4. Explain from a profit perspective:
The volume that we see the most is actually here, such as the volume adjustment of various music players, the volume adjustment of computer systems, etc. If the above English definition and actual point of view is more similar to an absolute value, from the profit perspective, the word “volume” here fully refers to a relative value, a ratio. By adjusting the volume, you can make the audio volume change as you like. It can be made from huge to silent.
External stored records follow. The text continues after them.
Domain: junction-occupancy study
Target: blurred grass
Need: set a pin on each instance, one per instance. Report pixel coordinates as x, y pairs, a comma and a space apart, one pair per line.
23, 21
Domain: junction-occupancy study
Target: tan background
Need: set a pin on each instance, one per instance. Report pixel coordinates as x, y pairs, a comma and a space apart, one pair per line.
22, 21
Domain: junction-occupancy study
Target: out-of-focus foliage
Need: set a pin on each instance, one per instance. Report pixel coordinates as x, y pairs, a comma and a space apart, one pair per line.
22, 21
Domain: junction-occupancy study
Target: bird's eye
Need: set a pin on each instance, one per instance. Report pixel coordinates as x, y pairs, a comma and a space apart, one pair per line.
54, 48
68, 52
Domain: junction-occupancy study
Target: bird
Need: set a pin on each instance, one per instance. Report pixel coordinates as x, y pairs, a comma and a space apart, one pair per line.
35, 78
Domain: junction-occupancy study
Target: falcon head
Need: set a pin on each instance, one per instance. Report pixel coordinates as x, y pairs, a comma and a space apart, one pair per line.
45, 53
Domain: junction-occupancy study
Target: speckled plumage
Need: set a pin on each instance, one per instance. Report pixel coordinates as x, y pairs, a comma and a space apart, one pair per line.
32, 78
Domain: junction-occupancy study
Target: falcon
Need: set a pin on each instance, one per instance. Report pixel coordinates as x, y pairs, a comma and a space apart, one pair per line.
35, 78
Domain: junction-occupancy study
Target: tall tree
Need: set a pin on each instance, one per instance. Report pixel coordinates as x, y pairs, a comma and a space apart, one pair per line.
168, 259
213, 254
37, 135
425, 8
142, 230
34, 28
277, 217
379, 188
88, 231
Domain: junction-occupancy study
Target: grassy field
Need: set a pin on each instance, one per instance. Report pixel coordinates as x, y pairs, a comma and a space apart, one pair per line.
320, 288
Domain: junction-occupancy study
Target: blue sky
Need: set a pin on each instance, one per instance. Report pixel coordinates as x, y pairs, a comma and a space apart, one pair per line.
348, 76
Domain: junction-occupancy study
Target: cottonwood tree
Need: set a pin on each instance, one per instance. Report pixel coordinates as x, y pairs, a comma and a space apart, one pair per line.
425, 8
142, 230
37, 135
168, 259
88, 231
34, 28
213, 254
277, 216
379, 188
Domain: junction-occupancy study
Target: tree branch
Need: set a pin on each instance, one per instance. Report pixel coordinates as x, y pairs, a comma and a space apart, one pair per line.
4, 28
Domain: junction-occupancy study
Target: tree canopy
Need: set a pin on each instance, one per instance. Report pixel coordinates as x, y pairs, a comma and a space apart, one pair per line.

Loudness here refers to how much it has changed from the original, which is the explanation that best reflects the definition of the dB volume unit.
Second, the level (Level)
In the last paragraph of the 3 above, volume units such as dBV and dBu are mentioned, in fact the true master of these units is the “level”. It is an electrical engineering term that has been applied to audio with the development of electroacoustics and has become “loudness” in today’s digital audio era. In today’s world of audio processing, “level” and “volume” can be directly mixed together, and the only term that still uses the word “level” is probably the “level meter” that exists in DAWs and effects plugins.